No of the above is new, it’s happening on a daily basis. The SW arena is failing at all levels. The government have not taken this profession seriously for decades resulting in an absolute failing of some of the most vulnerable children and families this country has known. Blame cultures, poor funding, newly qualified staff expected to hit the ground running with no experience of safeguarding other that what they have read, 30 years of high criticism, staff moving into positions of management with little experience, bums on seats policy, low morale and a whole host of other overdoing issues to many to list. 30 years post qualification IVE HAD ENOUGH
And me Marrian, I’ve had enough of the bureaucracy. I’m out after 20 odd years and hope to never have to go back. When was the last time any of them sat at a duty desk with 30 childrens to work with. We must be the only profession to keep being challenged continually.. I have no issue with review or looking for best practices, but Trowler and her kind would be out within 2 days. I wouldn’t welcome any of them at my duty desk! And as for the managers who audit and blast us, if we are that bad get out there and do it yourself! My age group may be the last to offer you 20 or 30 years of practice. I feel sorry for the families. So Isabelle when did you last do proper social work? Answers on a postcard. Parasites….remember you dont represent me.

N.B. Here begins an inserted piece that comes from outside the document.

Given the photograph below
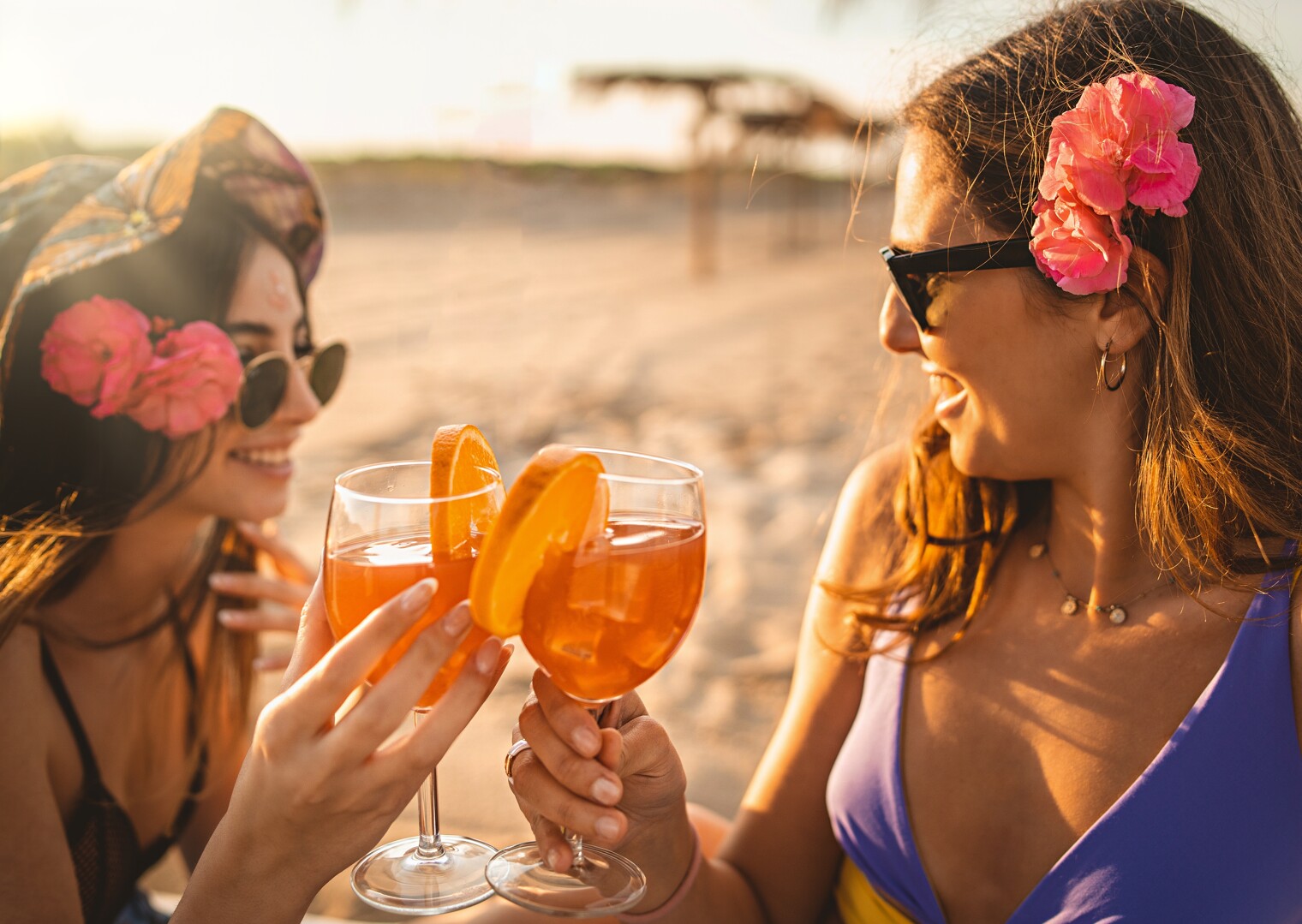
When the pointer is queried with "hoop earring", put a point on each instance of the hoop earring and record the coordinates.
(1103, 370)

Just let Josh MacAlister expand Frontline, Isabell Trowler reserect the Blueprint. Make all social workers self employed. Learn from Academies and Free Schools. The best risk assessment is from sanctions and insisting on personal responsibility not endless handwringing and infantalisation of “vulnerable families.” No need for further research.
Another load of ……, I better not say it. The comments posted here are articulate and accurate in terms of a representation of how many social workers feel. If you give unrealistic timescales for assessments and high caseloads then it’s obvious they won’t be done as thoroughly as they could be. When you add very prescriptive forms and tick boxes because ‘ this is what OFSTED will be looking for’ you get a system that is focused on performance as opposed to critical analysis. I know of one Head of Service for Safeguarding who produced a template for recording visits that replicated the ‘ boxes’ on the computer system. He would also put notes on the file ‘ stat visit ‘ , ‘core group’ etc out of timescale because that’s all he was concerned about with an inspection looming.
For those of us tasked with doing court work the Social Work Evidence Template is yet another example of box filling with the dreadful ‘B-S ‘ analysis .
This article depressed me as yet again those conducting a review miss the point completely. After 45 years in social work I too have had enough. I see Managers with little experience in jobs that are way beyond their capabilities, knowledge and skill set. You can’t tell them though because experience is a dirty word. There is nothing new about this review and some people are making careers of saying how others should do it.